Electrostatic properties of insulators

1. Insulator as dielectric

The insulator considered here is the nonconducting material filling the space between the two plates of a capacitor. In this case the insulator is called dielectric. Under these conditions, the dielectric provides electrostatic properties of an insulator.

The experiments show that the potential difference in vacuum between the plates of a charged capacitor decreases when we replace the vacuum by an insulator such as plastic or glass. If we remove the dielectric, the potential difference increases and returns it initial value, when the dielectric was vacuum.

The effect of decreasing the potential difference from V_o (when dielectric is vacuum) to V (when the dielectric is other insulator) is not attributed to the reduction of charge of the capacitor, because the potential difference returns to its initial value after removing the insulator. Changing the dielectric alters just the electric field.

Experiments with different types of insulating materials show the ratio V_o/V depends on the type of the used material. This ratio is denoted by Κ and called dielectric constant Κ

Κ = V_o/V

For example, at 20°C

Κ(vacuum) = 1
Κ(air) = 1
Κ(Benzene) 3.1
Κ(water) = 80
Κ(nylon) = 3.4
Κ(paper) = 3.6

Since V_o = E_od and V = E d when the dielectric is inserted, we have:

Κ V_o/V = E_o/E

Κ = E_o/E

Since V = Q/C and V_o = Q/C_o, we have:

Κ V_o/V = Q/C_o/(Q/C)= C/C_o

Κ = C/C_o

The insertion of a dielectric causes the capacitance to be increased by a factor Κ.

Since U = QV/2 and U_o = QV_o/2, we have:

Κ V_o/V = (2U_o/Q) / 2U/Q = U_o/ U

Κ = U_o/U

The insertion of a dielectric causes the capacitor's energy to be decreased by a factor Κ.

2. Atomic description of an insulator

When we disconnect a capacitor from the charging battery, that is once the capacitor is charged; and we place a dielectric between the plates of a charged capacitor, the electric field is reduced even though the charge on the plates remains fixed.

If the field is reduced, that would come only from the reduction of the related charges.

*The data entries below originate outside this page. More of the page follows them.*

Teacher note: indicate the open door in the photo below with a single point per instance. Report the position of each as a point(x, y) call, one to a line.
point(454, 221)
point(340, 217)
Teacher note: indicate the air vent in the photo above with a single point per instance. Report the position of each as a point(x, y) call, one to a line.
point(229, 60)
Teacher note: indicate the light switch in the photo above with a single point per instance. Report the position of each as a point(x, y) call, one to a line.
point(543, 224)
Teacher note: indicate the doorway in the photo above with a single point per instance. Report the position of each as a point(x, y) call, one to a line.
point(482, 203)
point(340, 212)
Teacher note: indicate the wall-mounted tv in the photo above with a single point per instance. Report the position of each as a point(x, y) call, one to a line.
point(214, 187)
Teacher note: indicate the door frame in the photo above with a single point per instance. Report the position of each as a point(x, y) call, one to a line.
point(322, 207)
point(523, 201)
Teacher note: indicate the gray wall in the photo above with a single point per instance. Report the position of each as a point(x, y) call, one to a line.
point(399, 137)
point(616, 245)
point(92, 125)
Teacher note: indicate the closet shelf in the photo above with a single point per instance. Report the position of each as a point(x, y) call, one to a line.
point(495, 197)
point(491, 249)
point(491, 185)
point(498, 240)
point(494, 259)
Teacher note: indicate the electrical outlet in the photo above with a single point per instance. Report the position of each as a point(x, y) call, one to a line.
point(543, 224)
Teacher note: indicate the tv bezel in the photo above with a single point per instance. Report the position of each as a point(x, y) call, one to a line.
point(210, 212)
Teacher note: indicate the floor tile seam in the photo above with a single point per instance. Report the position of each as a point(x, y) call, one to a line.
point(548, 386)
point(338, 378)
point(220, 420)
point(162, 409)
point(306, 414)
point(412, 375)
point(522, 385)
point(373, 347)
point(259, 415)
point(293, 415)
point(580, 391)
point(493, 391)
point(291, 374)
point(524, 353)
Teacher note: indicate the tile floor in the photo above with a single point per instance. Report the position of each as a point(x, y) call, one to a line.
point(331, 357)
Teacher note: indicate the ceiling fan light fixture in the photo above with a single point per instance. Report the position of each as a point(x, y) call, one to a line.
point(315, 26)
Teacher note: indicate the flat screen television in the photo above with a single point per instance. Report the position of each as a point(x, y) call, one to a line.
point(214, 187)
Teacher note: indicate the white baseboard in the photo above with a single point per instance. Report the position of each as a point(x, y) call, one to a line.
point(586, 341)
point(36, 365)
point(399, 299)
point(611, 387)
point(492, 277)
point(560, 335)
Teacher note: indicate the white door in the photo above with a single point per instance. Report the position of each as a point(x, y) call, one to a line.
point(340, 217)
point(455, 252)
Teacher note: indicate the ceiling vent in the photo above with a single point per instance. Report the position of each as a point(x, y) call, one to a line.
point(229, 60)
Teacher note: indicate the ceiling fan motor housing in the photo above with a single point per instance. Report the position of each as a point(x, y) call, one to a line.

As the charges on the plates remains fixed, there will exist other charges inside the dielectric responsible for this reduction of the field. The charges that cause the reduction of the field are called bound charges or polarization charges. These charges reside on the surface of the dielectric.

A neutral atom contains a nucleus with Z protons of charge + Ze, that is the point charge that occupies the center of the atom, surrounded by a spherically symmetric distribution of negative charge - Ze due to the Z electrons. The electric attraction between the electrons and the nucleus makes the center of negative charge distribution coincides with the position of the nucleus.



When the atom is placed in an external electric field E, this electric field exerts forces on the nucleus and electrons, that are opposite in direction. At equilibrium, the electrons and the nucleus are subjected to two forces: the force due to the external field E_b, that tends to separate the electrons from the nucleus and the Coulomb's forces that tends to superimpose the nucleus and the center of the negative charge distribution. As a result of the external field, the position of the nucleus and the center of the negative charge distribution become displaced. The atom acquires an induced dipole, hence it becomes polarized.

When a dielectric slab is placed in the uniform field E_b between the plates of a parallel-plate capacitor, the dielectric becomes polarized because dipoles are induced and aligned in it by the applied external field. This induced polarization generates an accumulation of charges of opposite sign on the faces of the dielectric, adjacent to the plates. The sign of the induced charge on each slab face is opposite that of the charge on its adjacent plate.

At each plate of the capacitor, we have two surface charges density: σ_b due to the induced bound charges, and σ_o due to the charged capacitor when it was previously connected to the battery. Note that σ_o remains unaffected by the insertion of the dielectric while the battery is disconnected.

The electric field E in the dielectric has now two contributions E_o due to σ_o and E_b due to σ_b. We have

E_o = σ_o/ε_o, and E_b = σ_b/ε_o.

Note that E_o is the same field that was present before the insertion of the dielectric.

This two contributions to the field E are in opposite direction:

The vectorial sum is:
→   →    →
E = E_o + E_b

The magnitude of E is E = E_o - E_b = (1/ε_o)(σ_o - σ_b)

Since Κ = E_o/E , we obtain E = (1/ε_o)(σ_o - σ_b) = E_o/Κ

Solving for σ_b, we get:

(Κ/E_oε_o)(σ_o - σ_b) = 1 , or

σ_b = σ_o(Κ - 1)/Κ

Since the factor (Κ - 1)/Κ is less than 1, σ_b is less that σ_o.